You will want to be warmed up at least 5-10 minutes prior to starting this program. It features 3 chest exercises, a few triceps exercises and again that shoulder exercise. You can use a resistance band attached to a door or anchored safely should you wish to do this program at home and don’t have a cable unit for exercises shown. You can also do the first 2 chest exercises on a stability ball or floor as last resort. The floor is the last choice simply because in the down position you want a bit of a pre-stretch prior to the execution of the movement for a better overall range of motion. Be sure to focus just as much on the negative portion of these exercises as it’s not just all about the pushing phase or better known as concentric/contraction phase (shortening of the muscle being worked).
Go for 2-3 sets with a rest of 30-90 seconds in between. Always have at least a day of rest in between working same muscles. Why such a range in rest periods? It’s whatever your goal is for the exercise. Power 4-8 reps super heavy requires 90 seconds to 5 minutes rest actually. Strength 10-12 reps moderate to sort of heavy requires 30-60 seconds. Endurance 15 reps and above requires not as much rest as you are working the slow twitch muscle fibers and generally using lighter weight.
For the individuals (ladies) that grab those 3-5 pound weights and always go for the endurance you really aren’t doing your joints and ligaments any favors, in fact you are wearing them out more. I suggest doing a few sets of 10-12 reps with heavier weights to increase bone density and keep the joints and ligaments strong under a load. Form is essential, as crappy form is the quickest way to get injured. Don’t always pick the same weight and just do 3 sets.
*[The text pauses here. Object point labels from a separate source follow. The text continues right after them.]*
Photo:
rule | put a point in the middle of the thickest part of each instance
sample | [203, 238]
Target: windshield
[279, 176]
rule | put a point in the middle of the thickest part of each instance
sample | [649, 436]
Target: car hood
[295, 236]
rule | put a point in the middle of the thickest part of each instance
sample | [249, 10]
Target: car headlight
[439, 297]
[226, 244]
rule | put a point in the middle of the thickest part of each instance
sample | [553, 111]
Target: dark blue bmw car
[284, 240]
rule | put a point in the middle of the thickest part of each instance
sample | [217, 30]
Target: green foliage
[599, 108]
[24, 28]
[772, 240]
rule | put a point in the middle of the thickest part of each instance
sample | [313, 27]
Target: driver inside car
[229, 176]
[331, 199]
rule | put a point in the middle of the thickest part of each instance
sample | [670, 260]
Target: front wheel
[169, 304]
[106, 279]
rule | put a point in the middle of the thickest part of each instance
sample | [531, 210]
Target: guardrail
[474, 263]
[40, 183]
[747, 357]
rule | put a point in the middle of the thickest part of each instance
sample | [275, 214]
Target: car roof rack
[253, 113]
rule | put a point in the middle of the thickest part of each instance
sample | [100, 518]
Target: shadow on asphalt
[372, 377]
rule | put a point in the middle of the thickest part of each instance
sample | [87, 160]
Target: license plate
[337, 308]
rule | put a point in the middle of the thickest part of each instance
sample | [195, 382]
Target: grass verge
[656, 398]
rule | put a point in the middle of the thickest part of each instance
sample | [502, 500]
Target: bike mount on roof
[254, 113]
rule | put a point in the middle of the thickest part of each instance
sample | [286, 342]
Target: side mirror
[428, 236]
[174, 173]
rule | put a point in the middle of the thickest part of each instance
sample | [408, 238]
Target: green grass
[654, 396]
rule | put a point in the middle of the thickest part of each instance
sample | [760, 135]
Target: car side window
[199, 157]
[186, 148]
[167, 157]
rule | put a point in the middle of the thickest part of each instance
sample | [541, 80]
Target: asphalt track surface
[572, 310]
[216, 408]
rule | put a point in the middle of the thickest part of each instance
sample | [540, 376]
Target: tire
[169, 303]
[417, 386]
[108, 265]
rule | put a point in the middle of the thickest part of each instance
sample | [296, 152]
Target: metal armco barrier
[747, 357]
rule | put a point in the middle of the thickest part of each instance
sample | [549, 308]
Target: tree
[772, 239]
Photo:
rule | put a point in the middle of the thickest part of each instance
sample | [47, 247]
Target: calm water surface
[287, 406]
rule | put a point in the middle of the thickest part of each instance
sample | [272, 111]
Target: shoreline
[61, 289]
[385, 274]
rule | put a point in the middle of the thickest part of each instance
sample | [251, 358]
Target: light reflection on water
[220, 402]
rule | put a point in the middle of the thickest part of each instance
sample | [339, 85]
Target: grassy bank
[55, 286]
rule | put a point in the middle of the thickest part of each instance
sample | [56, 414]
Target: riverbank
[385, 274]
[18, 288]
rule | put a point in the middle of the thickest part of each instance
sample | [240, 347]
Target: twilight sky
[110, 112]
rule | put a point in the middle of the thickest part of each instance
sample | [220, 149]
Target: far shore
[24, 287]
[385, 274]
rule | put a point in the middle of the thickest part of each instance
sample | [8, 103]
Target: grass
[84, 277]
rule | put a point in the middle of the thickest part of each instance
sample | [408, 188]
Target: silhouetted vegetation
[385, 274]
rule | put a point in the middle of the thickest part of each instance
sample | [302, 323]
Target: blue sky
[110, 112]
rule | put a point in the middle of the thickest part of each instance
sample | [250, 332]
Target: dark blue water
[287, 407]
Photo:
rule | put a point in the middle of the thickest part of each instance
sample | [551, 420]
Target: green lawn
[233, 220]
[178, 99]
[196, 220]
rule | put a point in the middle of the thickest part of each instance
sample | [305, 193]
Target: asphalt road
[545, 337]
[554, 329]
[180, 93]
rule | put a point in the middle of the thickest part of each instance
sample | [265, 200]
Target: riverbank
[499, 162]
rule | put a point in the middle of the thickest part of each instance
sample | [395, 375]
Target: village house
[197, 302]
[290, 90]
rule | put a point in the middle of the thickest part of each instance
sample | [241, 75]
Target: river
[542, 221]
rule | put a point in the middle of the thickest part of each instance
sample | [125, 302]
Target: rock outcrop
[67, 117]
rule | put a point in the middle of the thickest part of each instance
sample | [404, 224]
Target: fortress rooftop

Overload the muscle and should you need to reduce or increase weight as you get warmed up or fatigued then listen to your body.
Here’s the video. Watch it and follow along or watch and do it at the gym. Check for good form. Breathe! Notice that I have my foot on the bench for the dumbbell bench press. You can have one, both or none as it’s all about how your low back feels and how stable you feel doing the exercise. You want the small of the back to touch the bench as best you can that the pelvis position can change the position of the mid-back and shoulders during the execution of this exercise.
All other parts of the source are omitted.